Petrography and Raman spectroscopy of diogenites, Northwest Africa 10268 and 7464
meteorites, shock pressure
The study of meteorites is crucial to understanding the geological evolution of our early solar system. In this study, we observe optical and chemical properties of two diogenite meteorites (Northwest Africa 7464 and 10268) that originated from the second-largest asteroid, 4 Vesta. By studying the mechanical deformation and transformation features of feldspar, olivine and pyroxene grains within the samples, we are able to constrain the shock stage of each meteorite. Northwest Africa 7464 and 10268 were both observed using a scanning electron microscope, an energy dispersive X-ray spectrometer, an electron microprobe, a petrographic microscope and a Raman spectrometer. Northwest Africa 7464 exhibits weak mosaicism and planar fractures in pyroxene, as well as, undulatory extinction and planar fractures in olivine.
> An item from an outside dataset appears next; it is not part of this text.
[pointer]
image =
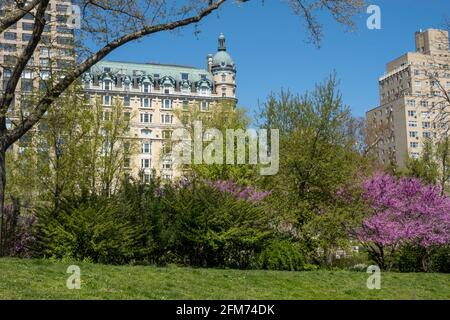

These features suggest a weakly shocked S3 meteorite consistent with a shock pressure of between 5-15 GPa. Northwest Africa 10268 contains opaque shock veins associated with the diaplectic plagioclase glass, maskelynite. This host rock exhibits strong mosaicism and undulatory extinction in pyroxene, as well as, twinning in crystalline feldspar. These features are consistent with a moderately shocked S4 meteorite, experiencing a shock pressure of between 15-30 GPa. These results give insight on shock pressure and temperature conditions that occur on 4 Vesta.
Presented on April 26, 2021 at Student Research Day held virtually at MacEwan University in Edmonton, Alberta, and on May 3-4, 2021 at the Undergraduate Research in Science Conference of Alberta (URSCA) held at Concordia University of Edmonton.